Ainur

Como sabes todas esas cosas de Selene? ¿Estabas allí? Escribes de ella como si la conocieras.

—La conozco. Busco en viejos papeles igual que tú buscas en las basuras. En los documentos, como en la basura de Madrid, puede encontrarse de todo pero, igual que entre los sacos de basura, lo difícil es separar lo inservible de lo útil, aquí es arduo separar verdad y mentira, historia y ficción. Lo valioso no suele encontrarse a simple vista.

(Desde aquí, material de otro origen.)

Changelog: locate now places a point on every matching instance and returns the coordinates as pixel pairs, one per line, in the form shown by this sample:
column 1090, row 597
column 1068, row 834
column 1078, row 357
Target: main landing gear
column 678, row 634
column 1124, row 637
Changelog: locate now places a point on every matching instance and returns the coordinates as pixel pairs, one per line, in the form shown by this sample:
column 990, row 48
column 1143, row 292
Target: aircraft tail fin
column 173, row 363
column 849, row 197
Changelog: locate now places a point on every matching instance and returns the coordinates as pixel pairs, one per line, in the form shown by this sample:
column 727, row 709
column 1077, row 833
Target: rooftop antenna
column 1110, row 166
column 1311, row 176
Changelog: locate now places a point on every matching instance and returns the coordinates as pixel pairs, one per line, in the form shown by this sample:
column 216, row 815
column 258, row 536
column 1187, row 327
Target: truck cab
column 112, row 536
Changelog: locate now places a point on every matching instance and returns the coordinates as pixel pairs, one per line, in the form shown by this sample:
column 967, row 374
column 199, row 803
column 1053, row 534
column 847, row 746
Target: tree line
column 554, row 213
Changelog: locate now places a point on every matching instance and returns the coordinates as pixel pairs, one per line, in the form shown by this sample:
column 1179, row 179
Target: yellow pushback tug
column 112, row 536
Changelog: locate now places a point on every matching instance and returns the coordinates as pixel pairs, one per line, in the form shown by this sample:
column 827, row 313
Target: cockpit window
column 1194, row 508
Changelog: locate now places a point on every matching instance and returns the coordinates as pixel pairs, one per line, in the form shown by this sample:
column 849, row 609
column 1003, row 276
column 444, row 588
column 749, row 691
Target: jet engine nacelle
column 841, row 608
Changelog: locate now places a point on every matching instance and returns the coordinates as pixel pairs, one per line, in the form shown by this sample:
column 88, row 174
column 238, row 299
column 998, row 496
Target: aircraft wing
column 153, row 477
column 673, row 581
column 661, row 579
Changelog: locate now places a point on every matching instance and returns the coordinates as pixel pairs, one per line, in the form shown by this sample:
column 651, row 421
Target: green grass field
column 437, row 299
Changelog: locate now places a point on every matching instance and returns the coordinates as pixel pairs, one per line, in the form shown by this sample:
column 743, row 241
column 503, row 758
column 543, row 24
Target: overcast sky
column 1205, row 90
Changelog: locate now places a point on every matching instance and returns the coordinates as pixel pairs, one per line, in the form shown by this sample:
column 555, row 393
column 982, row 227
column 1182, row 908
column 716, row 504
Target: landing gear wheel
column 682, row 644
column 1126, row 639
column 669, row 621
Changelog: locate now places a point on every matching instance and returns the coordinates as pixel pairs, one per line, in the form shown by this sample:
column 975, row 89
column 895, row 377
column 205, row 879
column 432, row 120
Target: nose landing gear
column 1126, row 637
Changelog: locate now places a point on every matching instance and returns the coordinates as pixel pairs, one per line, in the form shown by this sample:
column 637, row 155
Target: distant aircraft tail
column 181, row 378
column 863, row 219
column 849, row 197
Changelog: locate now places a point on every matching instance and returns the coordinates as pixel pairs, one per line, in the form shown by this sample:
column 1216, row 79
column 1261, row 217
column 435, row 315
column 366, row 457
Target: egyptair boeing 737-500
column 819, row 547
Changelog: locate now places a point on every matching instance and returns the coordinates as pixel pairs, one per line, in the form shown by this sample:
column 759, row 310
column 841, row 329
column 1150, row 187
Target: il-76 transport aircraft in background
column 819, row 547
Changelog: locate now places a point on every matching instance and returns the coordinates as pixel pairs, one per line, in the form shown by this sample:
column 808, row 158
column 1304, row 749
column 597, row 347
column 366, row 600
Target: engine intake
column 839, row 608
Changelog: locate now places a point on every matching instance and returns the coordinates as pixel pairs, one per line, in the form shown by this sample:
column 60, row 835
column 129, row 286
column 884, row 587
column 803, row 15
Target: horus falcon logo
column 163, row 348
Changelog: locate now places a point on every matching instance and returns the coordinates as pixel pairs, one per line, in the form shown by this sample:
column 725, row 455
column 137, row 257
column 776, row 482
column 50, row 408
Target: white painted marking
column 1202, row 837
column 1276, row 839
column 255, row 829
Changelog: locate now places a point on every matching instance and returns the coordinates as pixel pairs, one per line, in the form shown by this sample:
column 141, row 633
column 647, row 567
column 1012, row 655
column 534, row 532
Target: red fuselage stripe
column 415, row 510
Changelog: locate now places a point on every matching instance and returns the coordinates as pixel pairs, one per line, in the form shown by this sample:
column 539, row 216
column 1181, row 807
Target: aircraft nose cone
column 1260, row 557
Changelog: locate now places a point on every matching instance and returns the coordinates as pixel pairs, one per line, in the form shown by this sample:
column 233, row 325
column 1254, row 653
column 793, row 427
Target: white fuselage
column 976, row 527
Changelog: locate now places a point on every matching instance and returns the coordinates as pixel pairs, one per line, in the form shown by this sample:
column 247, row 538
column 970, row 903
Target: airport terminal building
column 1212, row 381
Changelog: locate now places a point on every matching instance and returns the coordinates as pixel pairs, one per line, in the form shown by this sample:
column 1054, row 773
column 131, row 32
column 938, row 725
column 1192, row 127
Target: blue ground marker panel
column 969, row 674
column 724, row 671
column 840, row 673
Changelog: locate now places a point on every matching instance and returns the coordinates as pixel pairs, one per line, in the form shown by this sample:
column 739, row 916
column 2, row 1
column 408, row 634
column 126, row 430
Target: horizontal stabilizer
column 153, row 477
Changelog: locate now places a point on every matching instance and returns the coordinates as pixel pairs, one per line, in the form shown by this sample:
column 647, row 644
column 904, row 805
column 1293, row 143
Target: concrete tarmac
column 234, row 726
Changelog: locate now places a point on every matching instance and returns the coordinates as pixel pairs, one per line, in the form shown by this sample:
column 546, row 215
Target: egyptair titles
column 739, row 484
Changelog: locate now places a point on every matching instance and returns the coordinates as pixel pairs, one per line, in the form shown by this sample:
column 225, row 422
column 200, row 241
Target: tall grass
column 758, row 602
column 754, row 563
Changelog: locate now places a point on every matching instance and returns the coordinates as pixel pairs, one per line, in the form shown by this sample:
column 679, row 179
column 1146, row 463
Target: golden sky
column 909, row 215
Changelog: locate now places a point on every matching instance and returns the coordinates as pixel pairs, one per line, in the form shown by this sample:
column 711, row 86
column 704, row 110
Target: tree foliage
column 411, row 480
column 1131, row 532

Ni en los basureros ni en las bibliotecas.

—Y ¿cómo escribes?

—Escribo un poco cada día sin esperanza y sin desesperación.

—¿Cómo conoces sus palabras?

—Están en el proceso y dentro del proceso he encontrado un tesoro. Sus propios escritos. Sirvieron para condenarla.

—¿Sabía escribir?

—Fue una de las cosas que tuvieron en su contra. Era poco cristiano e inusual que una mujer de la época supiese escribir. La mayoría de los hombres no sabían.

—¿Y tú entiendes esa letra y esa manera de hablar?

—Es el castellano de la época.

—A mí me suena moderno.

—Lo estoy transcribiendo tal y como sonaría hoy en día. Cuando Selene hablaba no utilizaba palabras pasadas de moda, más bien hablaba la jerga de los jóvenes.

—¿La jerga de los jóvenes del siglo XVII?

—Sí, y los que entonces murieron jóvenes serán jóvenes para siempre.

—Pero ¿cómo puedes conocer el sonido de la lanceta al caer?

—Lo conozco porque, como todos los escritores del mundo, yo estaba allí. Y he leído todo lo que ella declaró ante el Tribunal, y tengo las actas del juicio de Maese Félix y lo que no sé sobre ella lo siento cuando me miro al espejo.

—¿Cuál era la enfermedad de la hija de Maese Félix?

—Era la enfermedad de las mujeres, de la cual morían las reinas de España y las burguesas tanto como las lavanderas y las prostitutas.

—Pero tú dices que procesaron al médico. ¿Por ayudar a Selene? ¿Cómo es que no hay ninguna noticia de mujer tan notable?

—Has dicho bien, ninguna noticia de mujer.

—¿Y qué pasó?

—Si quitas tu mano de mi sexo y tu aliento de mi cuello, quizá puedas leerlo en lugar de leerme por dentro.

No habían transcurrido ni siete días desde la llegada de Ainur al pueblo cuando apareció en su mesa de desayuno el primer cuervo muerto.